Interview : Isaac Delusion, au sommet de la vague
Fondateur et ex-rédacteur en chef d'Arty Magazine, le grand manitou…
À quelques heures de leur seconde Cigale à guichet fermé, Isaac Delusion sont revenus sur la conception de leur troisième album Uplifters. Une bouffée d’air frais agrémentée d’anecdotes sur un disque dur cramé, un verre de Ricard renversé, et un témoignage touchant du chanteur du groupe sur son adolescence.
Marin : Hello Jules et Loïc. Votre première date à la Cigale était sold-out avant même que votre album ne soit sorti. Ça ne vous a pas trop mis de pression ?
Jules : On n’était pas trop stressé, ça nous a plutôt rassuré. C’était agréable de savoir qu’on était attendu.
M : Cet album a failli ne jamais voir le jour quand votre disque dur et les premiers enregistrements sont partis en fumée. Comment avez-vous avez géré cet ascenseur émotionnel ?
Loïc : Au début ça a été hyper pénible à vivre.

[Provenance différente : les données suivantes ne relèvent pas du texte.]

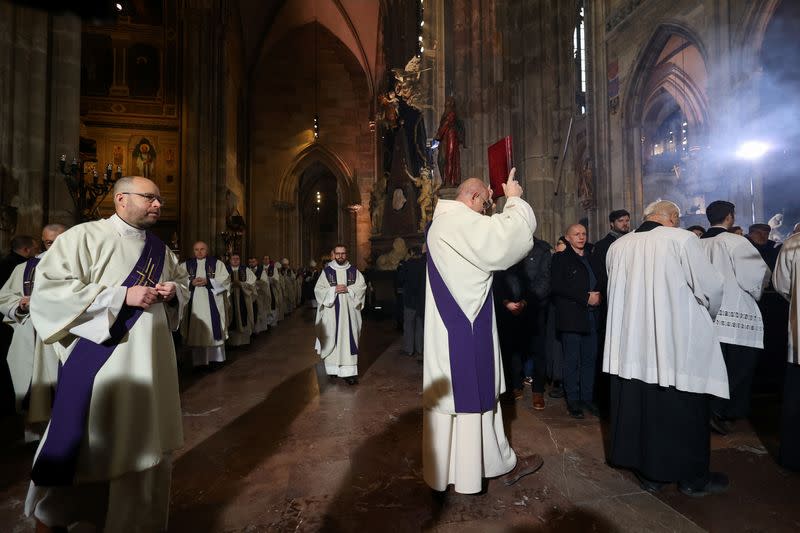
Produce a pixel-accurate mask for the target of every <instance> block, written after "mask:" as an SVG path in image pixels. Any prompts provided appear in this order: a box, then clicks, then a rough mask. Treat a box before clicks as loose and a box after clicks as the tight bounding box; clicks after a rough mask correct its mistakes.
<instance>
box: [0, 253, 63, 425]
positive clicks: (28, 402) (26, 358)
mask: <svg viewBox="0 0 800 533" xmlns="http://www.w3.org/2000/svg"><path fill="white" fill-rule="evenodd" d="M43 256H44V254H40V255H39V258H41V257H43ZM26 264H27V263H22V264H20V265H17V267H16V268H15V269H14V271H13V272H12V273H11V277H10V278H8V281H7V282H6V284H5V285H4V286H3V288H2V289H0V313H2V314H3V315H4V317H5V318H4V320H3V321H4V322H5V323H6V324H9V325H10V326H11V327H12V328H13V330H14V336H13V337H12V339H11V345H10V346H9V348H8V358H7V361H8V369H9V371H10V372H11V381H12V383H13V385H14V394H15V396H16V400H17V410H20V409H21V405H22V402H23V399H24V398H25V396H26V395H27V394H28V392H29V391H30V396H29V398H28V408H27V412H26V413H25V422H27V423H28V424H39V423H42V422H47V421H48V420H49V419H50V406H51V405H52V399H53V388H54V387H55V386H56V380H57V378H58V355H57V354H56V352H55V350H54V348H53V346H52V345H45V344H44V343H42V339H41V338H40V337H39V336H38V335H37V334H36V330H35V329H34V328H33V321H31V320H30V313H28V312H27V311H26V312H22V311H20V309H19V302H20V300H21V299H22V297H23V283H24V274H25V266H26ZM34 282H35V279H34Z"/></svg>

On s’est rendu compte que notre vie tenait à un disque dur d’ordinateur, et même si c’est immatériel, c’était comme si une partie de nous avait disparu. On s’est servi de ce petit désastre informatique pour repartir avec une nouvelle énergie. Ça fait beaucoup relativiser, tu reviens à des choses plus basiques, et cette philosophie là a imprégné la création de l’album. On est reparti vers quelque chose de plus léger et de plus simple.

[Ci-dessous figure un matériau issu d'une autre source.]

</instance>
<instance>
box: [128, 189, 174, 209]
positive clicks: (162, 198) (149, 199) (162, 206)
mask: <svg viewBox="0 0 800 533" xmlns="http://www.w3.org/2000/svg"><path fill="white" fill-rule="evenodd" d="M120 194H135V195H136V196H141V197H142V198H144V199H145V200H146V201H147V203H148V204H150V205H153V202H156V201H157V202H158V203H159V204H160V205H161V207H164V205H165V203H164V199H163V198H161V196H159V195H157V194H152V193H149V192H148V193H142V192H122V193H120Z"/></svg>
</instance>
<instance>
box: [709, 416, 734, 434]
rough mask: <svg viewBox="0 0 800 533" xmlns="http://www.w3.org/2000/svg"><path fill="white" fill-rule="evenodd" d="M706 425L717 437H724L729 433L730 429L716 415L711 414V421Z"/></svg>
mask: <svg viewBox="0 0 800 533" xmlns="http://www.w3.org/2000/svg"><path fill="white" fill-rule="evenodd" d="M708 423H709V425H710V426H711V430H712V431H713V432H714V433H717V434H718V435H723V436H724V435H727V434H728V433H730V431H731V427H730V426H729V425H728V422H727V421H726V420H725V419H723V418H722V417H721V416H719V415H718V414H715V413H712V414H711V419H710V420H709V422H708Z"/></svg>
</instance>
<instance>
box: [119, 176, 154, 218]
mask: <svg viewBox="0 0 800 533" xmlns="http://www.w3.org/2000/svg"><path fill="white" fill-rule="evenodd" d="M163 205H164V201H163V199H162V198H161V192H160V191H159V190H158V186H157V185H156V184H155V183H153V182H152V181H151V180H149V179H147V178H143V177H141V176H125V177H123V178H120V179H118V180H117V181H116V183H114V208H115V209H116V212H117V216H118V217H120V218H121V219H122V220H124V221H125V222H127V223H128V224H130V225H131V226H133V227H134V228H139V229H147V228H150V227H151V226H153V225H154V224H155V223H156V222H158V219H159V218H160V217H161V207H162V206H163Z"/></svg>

J. Reculer pour mieux sauter (rires).
M : Vous êtes allés chercher une énergie plus spontanée voire adolescente ?
J. Totalement, j’ai l’impression que dès les premiers textes de Pas l’Habitude et Fancy, Loïc est reparti vers cette vibe adolescente. Avec ce disque dur qui a cramé et ce retour à la case départ, il y avait une sorte de mysticisme généralisé. Les thèmes de l’album sont arrivés comme par magie.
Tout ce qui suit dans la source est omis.